Reading Challenges: 2020 Alphabet Soup – Author Edition
This is a very strange book. I had some idea what to expect – I’ve read Fight Club and Choke – but even so this is an odd read. For a start, it is numbered backwards and the chapters run down to one which makes it difficult to judge exactly where you are in the book. It also gives the feeling of running to a huge event which is apt given that we are waiting for the plane that Tender has hijacked to run out of fuel and crash.
We are thrown into the middle of Tender’s story with little context and at first it is a little confusing. Tender works as a servant and we gather that this is the fate of the majority of young people in the Creedish cult. They are sold as servants. allowed out into the outside world only because they’ve been convinced to never have sex by means not explained until near the end.
It transpires that Tender is a survivor of the mass suicide that has killed the rest of the cult. Even those who are already out in the world have been trained to obey this call to heaven so eventually Tender is the only one left.

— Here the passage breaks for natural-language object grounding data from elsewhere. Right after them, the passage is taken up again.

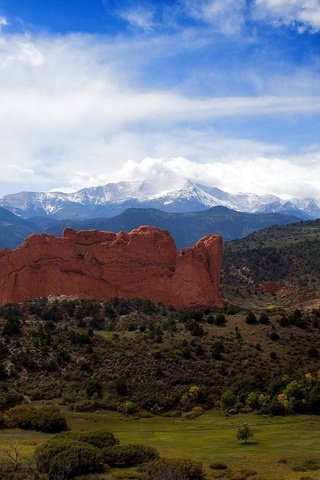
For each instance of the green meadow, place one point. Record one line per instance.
(282, 448)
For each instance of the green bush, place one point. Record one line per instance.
(45, 419)
(251, 319)
(175, 469)
(128, 455)
(63, 459)
(9, 399)
(99, 439)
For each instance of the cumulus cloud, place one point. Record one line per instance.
(3, 21)
(285, 177)
(303, 15)
(142, 18)
(71, 116)
(227, 16)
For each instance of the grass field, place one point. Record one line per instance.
(279, 444)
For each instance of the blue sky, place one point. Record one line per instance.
(224, 92)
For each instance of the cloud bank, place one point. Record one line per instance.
(78, 110)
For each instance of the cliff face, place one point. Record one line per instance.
(101, 265)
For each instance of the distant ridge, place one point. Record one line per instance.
(186, 228)
(114, 198)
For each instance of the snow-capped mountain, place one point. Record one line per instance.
(114, 198)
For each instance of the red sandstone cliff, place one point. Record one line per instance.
(102, 265)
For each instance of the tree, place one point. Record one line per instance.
(244, 433)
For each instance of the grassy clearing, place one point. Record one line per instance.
(278, 444)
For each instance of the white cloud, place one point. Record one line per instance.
(71, 116)
(227, 16)
(3, 21)
(303, 15)
(141, 18)
(285, 177)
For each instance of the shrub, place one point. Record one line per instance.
(218, 466)
(313, 352)
(244, 433)
(99, 439)
(63, 459)
(217, 350)
(9, 399)
(128, 455)
(220, 319)
(251, 319)
(45, 419)
(273, 336)
(264, 319)
(175, 469)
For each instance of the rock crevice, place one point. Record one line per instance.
(102, 265)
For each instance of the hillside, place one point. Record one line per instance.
(282, 256)
(148, 354)
(182, 196)
(14, 230)
(186, 228)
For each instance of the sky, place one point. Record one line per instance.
(223, 92)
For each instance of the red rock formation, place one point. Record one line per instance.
(101, 265)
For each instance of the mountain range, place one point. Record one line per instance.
(186, 228)
(114, 198)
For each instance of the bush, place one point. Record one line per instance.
(218, 466)
(273, 336)
(313, 352)
(251, 319)
(128, 455)
(99, 439)
(264, 319)
(63, 459)
(45, 419)
(175, 469)
(217, 350)
(9, 399)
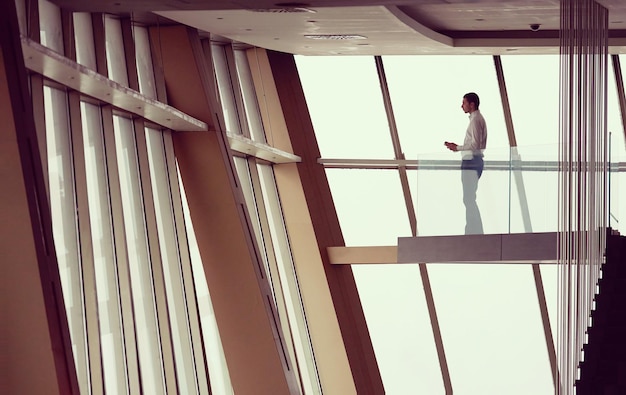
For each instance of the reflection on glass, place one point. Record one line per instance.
(105, 262)
(139, 262)
(181, 338)
(63, 207)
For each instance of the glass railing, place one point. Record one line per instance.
(517, 192)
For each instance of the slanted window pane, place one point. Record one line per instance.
(345, 102)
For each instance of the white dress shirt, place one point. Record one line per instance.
(475, 136)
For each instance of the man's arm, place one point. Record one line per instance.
(451, 146)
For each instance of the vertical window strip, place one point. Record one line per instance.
(85, 246)
(216, 360)
(83, 36)
(143, 56)
(235, 84)
(188, 280)
(278, 283)
(243, 173)
(172, 271)
(50, 26)
(116, 60)
(120, 250)
(225, 89)
(63, 208)
(141, 280)
(155, 261)
(249, 98)
(114, 354)
(295, 310)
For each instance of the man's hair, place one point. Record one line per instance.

At this point, he comes to the attention of The Agent and is thrust into the limelight – once they have made him camera ready, of course.
Palahniuk takes aim at the media industry as they completely take over Tender’s life, treating him like a product rather than a person. He is consistently manipulated throughout the novel – first by the Creedish church and then by The Agent who has already planned out his entire life before he even meets Tender. He was just waiting for the right body to put before the cameras. The take down is savage and I felt a huge amount of sympathy for Tender especially when he is eventually rescued by his twin brother, Adam and his friend Fertility Hollis. Stripped bare of all routines, not being told what to do, he is unable to cope. He has been told what to do his whole life. Even when it comes to hijacking the plane, Fertility has to push him in the right direction.
This was a very enjoyable read. It is easy to get used to the stream of consciousness style and the characters were well-drawn and interesting. The ending is open-ended so it is possible to believe in a happy ending should you want to. It is darkly funny in places, as you might expect from the writer of Fight Club but ultimately I felt a lot of sadness when reading it.